Statu quo également pour le Janssen
La HAS considère qu'il n'y a pas lieu en l'état actuel des connaissances de modifier la limitation similaire du recours au vaccin de Janssen aux plus de 55 ans. « Compte tenu des similitudes rapportées concernant les cas de TTS observés après la vaccination par Vaxzevria et le vaccin Covid-19 Janssen, l’hypothèse d’un rôle physiopathologique commun des vecteurs adénoviraux semble probable. Toutefois, les données disponibles à ce jour ne permettent pas d’extrapoler sur une équivalence en termes de fréquence de risque de thrombose atypique par tranche d’âge », explicite la HAS. Tout en soulignant les atouts du Janssen : il peut être administré en une seule dose et être efficace face à certains variants préoccupants (« variants of concern »).
De son côté, l'ANSM invite les professionnels de santé à être attentifs aux signes et symptômes évocateurs de thrombose associée ou non à une thrombopénie chez les personnes vaccinées par les vaccins Vaxzevria (AstraZeneca) et Janssen.
Ces thromboses rares atypiques ont été observées de 4 à 28 jours après la vaccination.
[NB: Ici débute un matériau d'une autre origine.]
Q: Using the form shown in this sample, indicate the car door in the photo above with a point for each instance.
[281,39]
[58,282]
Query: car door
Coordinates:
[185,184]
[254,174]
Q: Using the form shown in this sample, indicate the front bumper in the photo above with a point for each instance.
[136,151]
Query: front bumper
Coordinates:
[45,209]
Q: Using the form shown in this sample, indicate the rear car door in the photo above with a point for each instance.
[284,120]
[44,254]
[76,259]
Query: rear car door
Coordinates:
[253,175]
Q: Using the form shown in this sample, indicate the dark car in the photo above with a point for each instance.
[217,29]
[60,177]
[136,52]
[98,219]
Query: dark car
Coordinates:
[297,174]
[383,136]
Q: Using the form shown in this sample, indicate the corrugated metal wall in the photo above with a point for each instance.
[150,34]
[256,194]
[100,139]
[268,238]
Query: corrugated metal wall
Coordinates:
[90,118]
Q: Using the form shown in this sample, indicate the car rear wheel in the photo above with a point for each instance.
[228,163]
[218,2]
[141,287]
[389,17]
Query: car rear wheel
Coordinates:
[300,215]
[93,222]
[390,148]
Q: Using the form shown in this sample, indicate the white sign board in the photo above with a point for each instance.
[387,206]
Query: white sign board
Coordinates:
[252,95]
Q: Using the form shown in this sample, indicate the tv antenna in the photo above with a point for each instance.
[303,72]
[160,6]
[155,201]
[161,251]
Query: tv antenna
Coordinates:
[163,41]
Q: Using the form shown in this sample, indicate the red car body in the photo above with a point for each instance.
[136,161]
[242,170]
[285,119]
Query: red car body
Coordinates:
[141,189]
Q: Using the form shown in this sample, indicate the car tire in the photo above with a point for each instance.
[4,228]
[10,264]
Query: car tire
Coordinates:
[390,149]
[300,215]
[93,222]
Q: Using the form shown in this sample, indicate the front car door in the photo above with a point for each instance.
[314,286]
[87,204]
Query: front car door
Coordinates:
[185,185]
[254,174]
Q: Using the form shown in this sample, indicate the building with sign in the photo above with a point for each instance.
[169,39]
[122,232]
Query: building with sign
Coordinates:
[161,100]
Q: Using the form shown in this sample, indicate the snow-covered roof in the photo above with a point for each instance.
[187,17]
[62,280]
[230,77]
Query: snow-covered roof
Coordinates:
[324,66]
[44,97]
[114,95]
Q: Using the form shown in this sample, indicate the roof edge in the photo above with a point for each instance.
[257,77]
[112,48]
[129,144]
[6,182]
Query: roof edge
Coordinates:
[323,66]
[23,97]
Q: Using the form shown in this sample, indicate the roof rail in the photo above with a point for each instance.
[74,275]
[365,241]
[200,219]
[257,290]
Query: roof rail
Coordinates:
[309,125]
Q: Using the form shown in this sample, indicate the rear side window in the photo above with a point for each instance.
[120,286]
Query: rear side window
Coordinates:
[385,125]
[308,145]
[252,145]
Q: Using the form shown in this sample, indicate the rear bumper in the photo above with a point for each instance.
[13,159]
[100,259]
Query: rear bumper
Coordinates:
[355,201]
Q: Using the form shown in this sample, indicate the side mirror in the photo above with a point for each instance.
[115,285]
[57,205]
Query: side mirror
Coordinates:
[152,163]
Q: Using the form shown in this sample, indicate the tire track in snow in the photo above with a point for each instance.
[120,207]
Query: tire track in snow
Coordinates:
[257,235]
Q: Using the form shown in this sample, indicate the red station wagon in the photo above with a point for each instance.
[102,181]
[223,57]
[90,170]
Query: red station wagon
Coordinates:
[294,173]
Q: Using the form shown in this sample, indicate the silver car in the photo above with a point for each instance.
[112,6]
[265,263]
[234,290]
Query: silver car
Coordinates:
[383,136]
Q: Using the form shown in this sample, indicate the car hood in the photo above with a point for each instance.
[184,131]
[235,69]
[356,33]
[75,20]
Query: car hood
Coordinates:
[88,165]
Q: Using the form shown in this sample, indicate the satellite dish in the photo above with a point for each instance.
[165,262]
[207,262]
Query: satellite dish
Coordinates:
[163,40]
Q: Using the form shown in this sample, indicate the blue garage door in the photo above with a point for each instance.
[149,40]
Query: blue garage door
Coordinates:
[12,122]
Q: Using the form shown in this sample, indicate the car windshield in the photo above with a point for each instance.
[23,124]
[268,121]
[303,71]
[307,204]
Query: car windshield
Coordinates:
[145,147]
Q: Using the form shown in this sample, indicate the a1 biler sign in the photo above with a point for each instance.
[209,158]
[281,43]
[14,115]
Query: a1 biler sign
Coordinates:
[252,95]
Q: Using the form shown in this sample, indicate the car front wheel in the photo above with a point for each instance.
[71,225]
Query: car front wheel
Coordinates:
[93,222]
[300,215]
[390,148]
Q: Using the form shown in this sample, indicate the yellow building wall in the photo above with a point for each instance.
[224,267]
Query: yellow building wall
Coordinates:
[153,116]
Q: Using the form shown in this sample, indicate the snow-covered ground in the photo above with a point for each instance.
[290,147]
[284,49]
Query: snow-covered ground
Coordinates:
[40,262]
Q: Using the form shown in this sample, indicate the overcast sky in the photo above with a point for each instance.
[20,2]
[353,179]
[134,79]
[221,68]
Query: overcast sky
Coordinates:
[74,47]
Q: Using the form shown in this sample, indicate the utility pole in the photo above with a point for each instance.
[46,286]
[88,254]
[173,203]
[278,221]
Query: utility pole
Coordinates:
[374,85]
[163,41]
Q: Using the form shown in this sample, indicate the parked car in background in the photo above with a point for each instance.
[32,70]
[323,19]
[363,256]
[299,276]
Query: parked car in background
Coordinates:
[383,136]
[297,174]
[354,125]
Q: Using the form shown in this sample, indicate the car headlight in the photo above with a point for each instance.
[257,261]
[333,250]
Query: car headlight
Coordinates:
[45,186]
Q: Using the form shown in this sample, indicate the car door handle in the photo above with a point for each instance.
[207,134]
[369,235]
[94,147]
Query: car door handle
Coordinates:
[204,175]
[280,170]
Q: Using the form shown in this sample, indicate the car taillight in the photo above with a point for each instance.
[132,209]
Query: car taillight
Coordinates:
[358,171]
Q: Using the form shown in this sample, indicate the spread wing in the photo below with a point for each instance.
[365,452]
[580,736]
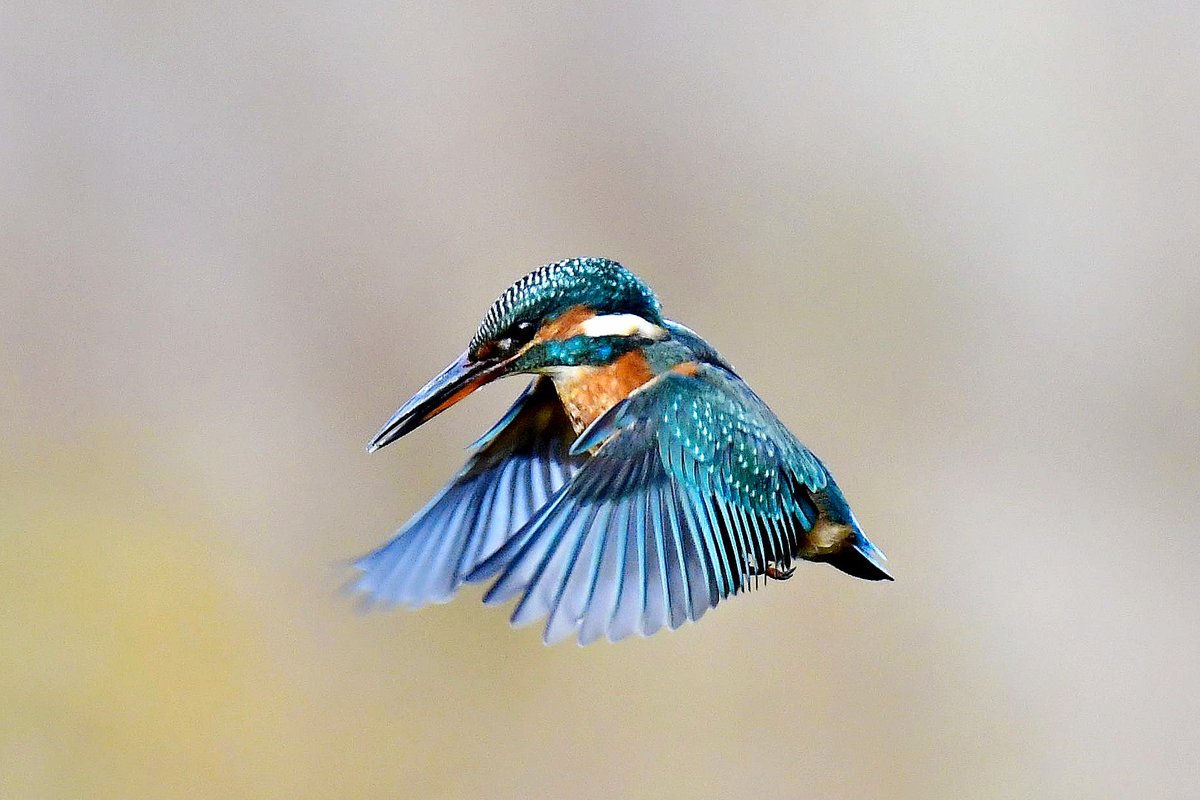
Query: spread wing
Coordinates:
[694,487]
[515,468]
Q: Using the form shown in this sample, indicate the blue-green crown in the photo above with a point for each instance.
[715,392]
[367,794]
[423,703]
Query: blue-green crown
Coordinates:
[598,283]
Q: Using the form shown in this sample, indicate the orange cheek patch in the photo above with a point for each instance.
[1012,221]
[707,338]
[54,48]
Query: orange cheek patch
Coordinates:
[565,325]
[594,390]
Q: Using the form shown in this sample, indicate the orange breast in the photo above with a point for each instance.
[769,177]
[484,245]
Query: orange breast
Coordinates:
[587,392]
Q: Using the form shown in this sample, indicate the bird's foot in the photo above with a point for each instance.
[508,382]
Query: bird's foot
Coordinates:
[777,572]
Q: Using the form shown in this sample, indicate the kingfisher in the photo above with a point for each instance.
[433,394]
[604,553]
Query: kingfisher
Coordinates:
[634,485]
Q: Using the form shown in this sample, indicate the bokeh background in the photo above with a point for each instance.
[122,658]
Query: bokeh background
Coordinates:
[954,246]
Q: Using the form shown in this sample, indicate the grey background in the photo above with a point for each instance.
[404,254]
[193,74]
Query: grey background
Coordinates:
[954,246]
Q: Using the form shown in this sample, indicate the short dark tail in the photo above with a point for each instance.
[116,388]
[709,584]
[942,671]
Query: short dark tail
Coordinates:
[861,559]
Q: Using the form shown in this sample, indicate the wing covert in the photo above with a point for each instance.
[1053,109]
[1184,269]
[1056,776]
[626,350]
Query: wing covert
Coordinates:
[694,488]
[515,468]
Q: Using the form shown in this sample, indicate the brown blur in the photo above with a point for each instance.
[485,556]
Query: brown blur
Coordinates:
[955,250]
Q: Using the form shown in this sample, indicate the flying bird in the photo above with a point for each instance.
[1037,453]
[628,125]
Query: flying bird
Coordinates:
[634,485]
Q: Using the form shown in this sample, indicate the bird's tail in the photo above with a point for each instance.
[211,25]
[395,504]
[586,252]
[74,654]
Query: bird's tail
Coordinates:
[838,539]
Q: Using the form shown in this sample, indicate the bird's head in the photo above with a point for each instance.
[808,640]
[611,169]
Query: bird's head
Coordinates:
[574,313]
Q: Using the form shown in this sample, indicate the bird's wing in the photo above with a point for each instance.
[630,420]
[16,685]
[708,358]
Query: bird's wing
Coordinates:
[694,487]
[515,468]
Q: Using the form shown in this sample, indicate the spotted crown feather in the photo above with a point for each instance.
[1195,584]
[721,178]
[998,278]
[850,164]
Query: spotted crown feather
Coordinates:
[598,283]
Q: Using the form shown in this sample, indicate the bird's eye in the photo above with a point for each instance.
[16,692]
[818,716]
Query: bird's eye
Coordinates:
[517,336]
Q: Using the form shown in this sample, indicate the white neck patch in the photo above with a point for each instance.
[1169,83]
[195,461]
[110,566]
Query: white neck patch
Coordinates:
[622,325]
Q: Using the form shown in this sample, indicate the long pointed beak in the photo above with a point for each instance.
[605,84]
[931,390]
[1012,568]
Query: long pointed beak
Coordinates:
[454,383]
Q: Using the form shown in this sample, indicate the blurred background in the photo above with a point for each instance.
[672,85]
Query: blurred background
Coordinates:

Elles seraient provoquées par une réaction auto-immune liée à la présence d’anticorps dirigés contre une protéine des plaquettes (le facteur plaquettaire 4/FP4) et se caractérisent par :
- une thrombose veineuse et/ou artérielle (quelle que soit la localisation) associée à une diminution des plaquettes (< 150 G/L) ;
- des thromboses veineuses et/ou artérielles de siège inhabituel (localisation, contexte clinique, éventuellement multi-sites, parfois successives), en particulier thrombose veineuse cérébrale et thrombose veineuse splanchnique.
Un traitement anticoagulant par des alternatives à l’héparine doit être alors privilégié, en raison des réactions similaires connues de l’héparine avec le facteur plaquettaire 4 et une recherche de la présence dans le plasma d’anticorps anti-FP4 devra être réalisée en parallèle, de préférence par un test Elisa adapté.